Teo Hsin Yi, a member of City Harvest Church since its beginning, attended the Court of Appeal last Wednesday. She shares her honest thoughts on what she observed.
On Sep 21, the last day of the appeals from the City Harvest team and the prosecution, I sat in the Court of Appeal listening intently to very technical arguments over “genuine or sham” investments, control and bond investments. Each time the DPP said the words, “having caused wrongful loss to the church”, something inside me desperately wanted to say out loud, “No, you don’t understand.”
I held this silent exasperation within my heart until Pastor Tan Ye Peng’s lawyer, senior counsel N. Sreenivasan stood up and started his replies. The “God moment” came in his opening statement. Instead of going headlong into his arguments, he appealed to the three High Court judges to consider the great dissonance (the inconsistency between the beliefs one holds or between one’s actions and one’s beliefs) in mindsets between the people outside the church and those within.
Mr Sreenivasan earnestly appealed to the judges to take a step back to understand that the way the church thinks and makes decisions may seem rather illogical to those outside the church, but that did not mean that they are wrong. He cited an example of how, when he saw his mother performing Hindu rites, his educated mind did not agree, yet the fact remained that she was not wrong in what she believed and did.
Then Mr Sreenivasan told the judges something that introduced a rare breath of humanity into the cold courtroom. He related how he had, at the start of the trial, visited our church service and how what he saw and heard gave him a glimpse into what had gone on in the minds of the accused when they made certain decisions concerning the Crossover.
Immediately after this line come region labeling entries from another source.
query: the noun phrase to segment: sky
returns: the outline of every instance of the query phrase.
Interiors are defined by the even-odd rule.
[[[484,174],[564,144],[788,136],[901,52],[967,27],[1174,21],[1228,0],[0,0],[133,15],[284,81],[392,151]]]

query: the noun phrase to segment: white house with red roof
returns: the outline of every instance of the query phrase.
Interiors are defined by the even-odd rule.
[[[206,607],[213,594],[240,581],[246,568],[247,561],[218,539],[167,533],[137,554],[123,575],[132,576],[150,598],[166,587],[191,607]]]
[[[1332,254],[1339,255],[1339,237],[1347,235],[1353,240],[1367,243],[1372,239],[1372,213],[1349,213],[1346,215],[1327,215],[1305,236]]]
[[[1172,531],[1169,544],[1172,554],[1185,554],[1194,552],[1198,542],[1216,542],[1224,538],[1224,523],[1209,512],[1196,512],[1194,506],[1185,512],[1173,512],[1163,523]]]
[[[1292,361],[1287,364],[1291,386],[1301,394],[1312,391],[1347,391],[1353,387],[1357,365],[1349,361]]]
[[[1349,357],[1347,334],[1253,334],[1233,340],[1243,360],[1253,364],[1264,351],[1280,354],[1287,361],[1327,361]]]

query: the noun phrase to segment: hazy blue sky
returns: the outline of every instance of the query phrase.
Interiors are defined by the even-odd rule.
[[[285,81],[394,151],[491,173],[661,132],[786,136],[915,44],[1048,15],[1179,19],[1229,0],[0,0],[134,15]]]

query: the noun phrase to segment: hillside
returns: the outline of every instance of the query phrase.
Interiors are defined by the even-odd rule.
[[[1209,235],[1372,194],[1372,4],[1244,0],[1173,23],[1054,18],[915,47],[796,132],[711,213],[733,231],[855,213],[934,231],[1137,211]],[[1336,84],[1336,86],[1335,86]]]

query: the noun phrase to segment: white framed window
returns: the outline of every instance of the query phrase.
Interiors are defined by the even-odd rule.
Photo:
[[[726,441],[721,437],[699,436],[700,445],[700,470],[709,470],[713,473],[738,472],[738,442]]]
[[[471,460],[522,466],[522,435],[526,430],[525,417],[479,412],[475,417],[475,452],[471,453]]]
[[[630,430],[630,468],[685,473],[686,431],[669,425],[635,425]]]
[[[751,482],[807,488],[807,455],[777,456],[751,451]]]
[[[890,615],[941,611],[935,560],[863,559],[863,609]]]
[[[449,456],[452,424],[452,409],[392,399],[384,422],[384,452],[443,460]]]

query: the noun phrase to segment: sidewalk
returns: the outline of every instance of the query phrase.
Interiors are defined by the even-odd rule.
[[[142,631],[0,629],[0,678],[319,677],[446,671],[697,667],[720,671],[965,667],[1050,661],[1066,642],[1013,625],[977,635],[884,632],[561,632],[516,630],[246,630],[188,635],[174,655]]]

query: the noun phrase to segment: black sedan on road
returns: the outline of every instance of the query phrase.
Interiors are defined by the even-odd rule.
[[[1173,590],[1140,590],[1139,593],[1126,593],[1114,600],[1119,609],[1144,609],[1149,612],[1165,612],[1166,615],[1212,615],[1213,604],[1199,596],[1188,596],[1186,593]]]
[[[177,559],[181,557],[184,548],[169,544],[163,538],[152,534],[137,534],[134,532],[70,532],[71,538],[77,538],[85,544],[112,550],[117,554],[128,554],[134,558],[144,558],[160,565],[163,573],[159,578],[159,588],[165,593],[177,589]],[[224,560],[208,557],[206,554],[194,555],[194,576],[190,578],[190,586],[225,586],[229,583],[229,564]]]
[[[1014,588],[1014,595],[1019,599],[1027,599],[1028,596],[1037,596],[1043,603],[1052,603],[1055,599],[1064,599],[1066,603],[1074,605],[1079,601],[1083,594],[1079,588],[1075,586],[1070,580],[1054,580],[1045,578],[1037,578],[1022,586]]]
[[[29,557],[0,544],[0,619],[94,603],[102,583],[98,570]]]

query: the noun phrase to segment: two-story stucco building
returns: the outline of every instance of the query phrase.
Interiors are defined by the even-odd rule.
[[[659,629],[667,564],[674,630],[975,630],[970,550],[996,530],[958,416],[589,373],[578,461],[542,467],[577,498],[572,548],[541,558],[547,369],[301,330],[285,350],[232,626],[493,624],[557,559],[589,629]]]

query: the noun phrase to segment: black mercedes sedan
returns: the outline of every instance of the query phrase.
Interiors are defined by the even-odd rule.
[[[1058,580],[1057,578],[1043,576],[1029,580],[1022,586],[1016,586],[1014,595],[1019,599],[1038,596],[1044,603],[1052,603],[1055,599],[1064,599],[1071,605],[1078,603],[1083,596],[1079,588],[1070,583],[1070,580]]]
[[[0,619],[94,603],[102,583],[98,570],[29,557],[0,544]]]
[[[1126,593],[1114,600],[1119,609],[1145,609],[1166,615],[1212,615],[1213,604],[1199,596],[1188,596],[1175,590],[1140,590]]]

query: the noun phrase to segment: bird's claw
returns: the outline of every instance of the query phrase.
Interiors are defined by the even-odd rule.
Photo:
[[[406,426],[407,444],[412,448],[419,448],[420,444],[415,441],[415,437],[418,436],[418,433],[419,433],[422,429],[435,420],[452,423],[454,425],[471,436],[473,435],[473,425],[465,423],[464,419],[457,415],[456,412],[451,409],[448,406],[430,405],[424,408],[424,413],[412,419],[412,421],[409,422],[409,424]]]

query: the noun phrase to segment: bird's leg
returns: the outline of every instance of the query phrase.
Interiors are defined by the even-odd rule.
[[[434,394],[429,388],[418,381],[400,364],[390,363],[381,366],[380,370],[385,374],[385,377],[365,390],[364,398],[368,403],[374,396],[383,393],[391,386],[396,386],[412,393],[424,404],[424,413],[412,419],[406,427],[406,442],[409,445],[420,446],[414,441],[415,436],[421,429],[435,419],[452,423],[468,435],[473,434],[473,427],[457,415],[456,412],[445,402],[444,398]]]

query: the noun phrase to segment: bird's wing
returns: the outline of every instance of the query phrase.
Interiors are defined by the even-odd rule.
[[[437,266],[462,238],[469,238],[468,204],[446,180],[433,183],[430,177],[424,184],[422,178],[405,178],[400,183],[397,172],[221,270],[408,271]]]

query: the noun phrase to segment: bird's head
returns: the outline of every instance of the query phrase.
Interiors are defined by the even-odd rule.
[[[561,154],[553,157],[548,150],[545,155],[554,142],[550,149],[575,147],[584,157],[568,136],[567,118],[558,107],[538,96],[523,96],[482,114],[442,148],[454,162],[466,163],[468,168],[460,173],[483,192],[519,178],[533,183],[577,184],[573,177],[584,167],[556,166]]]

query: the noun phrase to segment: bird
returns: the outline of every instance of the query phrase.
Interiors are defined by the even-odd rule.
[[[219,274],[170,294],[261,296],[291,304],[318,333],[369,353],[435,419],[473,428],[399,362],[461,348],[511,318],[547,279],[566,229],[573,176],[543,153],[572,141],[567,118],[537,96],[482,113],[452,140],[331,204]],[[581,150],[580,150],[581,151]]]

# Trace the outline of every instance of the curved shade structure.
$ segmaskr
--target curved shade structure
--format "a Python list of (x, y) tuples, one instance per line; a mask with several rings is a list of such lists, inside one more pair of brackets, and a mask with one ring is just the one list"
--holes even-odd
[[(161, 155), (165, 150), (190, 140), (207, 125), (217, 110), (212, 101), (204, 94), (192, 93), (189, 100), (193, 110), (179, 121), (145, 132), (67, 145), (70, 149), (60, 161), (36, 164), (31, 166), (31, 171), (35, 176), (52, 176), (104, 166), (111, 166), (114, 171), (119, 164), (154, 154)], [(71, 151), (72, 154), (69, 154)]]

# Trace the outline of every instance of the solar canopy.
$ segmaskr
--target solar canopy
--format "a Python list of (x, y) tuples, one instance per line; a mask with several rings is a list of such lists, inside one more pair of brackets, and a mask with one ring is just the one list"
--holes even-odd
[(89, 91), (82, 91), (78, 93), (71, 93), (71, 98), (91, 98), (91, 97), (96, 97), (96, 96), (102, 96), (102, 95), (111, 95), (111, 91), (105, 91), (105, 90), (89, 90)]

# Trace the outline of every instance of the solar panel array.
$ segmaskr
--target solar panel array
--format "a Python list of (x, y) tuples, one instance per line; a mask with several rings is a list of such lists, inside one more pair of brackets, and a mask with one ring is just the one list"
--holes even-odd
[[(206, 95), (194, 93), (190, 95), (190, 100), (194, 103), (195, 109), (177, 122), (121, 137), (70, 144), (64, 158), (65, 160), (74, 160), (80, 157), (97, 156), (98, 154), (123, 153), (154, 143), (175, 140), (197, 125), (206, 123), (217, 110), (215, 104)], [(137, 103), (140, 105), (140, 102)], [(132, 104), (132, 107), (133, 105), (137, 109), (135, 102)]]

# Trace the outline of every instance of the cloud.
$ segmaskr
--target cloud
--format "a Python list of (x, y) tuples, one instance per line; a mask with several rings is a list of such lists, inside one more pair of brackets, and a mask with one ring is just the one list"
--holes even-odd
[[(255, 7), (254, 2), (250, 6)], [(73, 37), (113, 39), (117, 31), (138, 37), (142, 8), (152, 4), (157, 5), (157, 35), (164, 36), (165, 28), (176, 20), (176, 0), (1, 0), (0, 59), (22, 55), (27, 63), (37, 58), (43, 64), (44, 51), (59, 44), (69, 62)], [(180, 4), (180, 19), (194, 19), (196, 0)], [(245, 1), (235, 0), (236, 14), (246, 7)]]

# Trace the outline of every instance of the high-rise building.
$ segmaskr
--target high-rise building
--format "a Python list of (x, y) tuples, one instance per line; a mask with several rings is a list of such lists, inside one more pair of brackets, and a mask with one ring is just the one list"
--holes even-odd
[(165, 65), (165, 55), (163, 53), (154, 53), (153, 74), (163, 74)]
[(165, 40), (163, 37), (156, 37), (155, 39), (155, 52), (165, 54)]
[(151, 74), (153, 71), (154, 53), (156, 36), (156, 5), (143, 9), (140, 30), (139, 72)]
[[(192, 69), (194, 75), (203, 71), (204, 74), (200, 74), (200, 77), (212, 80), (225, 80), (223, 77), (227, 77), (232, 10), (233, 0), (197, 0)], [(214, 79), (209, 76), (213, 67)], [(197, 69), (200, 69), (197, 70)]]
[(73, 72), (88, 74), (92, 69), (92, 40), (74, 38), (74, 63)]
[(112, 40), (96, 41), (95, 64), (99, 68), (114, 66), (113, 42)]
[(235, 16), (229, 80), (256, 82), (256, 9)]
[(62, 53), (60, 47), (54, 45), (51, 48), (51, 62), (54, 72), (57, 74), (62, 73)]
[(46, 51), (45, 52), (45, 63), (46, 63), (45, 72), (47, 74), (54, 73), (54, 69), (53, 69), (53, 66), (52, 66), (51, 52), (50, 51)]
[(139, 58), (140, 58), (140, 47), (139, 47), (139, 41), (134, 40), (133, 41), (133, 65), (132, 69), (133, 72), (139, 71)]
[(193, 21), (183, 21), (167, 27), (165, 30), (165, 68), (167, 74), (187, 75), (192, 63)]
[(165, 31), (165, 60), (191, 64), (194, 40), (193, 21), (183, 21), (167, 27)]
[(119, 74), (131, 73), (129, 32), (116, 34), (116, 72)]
The lawyer added that those outside the church should not use their yardstick to measure our intent and actions. He admitted that CHC’s way was not easy to accept, but three years on, it’s all beginning to feel more comfortable. He said something like “This was the world they (the appellants) lived in, since they were 16.”
My heart was moved. Here was a man who did not share the same faith as us, yet he spoke with such genuine understanding.
Perhaps it was God’s way of reminding me that He is still the one who searches the heart and tests the mind of every man. Putting aside religious beliefs, we all have a conscience that can tell between right and wrong, good and evil. The court may demand black and white evidence to prove dishonesty or the absence of it, but in my limited layman’s mind, sometimes all it takes is perhaps what Atticus told Scout in Harper Lee’s novel To Kill A Mockingbird.
“First of all,” he said, “if you can learn a simple trick, Scout, you’ll get along a lot better with all kinds of folks. You never really understand a person until you consider things from his point of view […] until you climb into his skin and walk around in it.”
As the court session ended, I hope that those from the outside would make an attempt to walk in our skin and, perhaps, see that in the light of eternity, the Crossover was never a loss but a gain.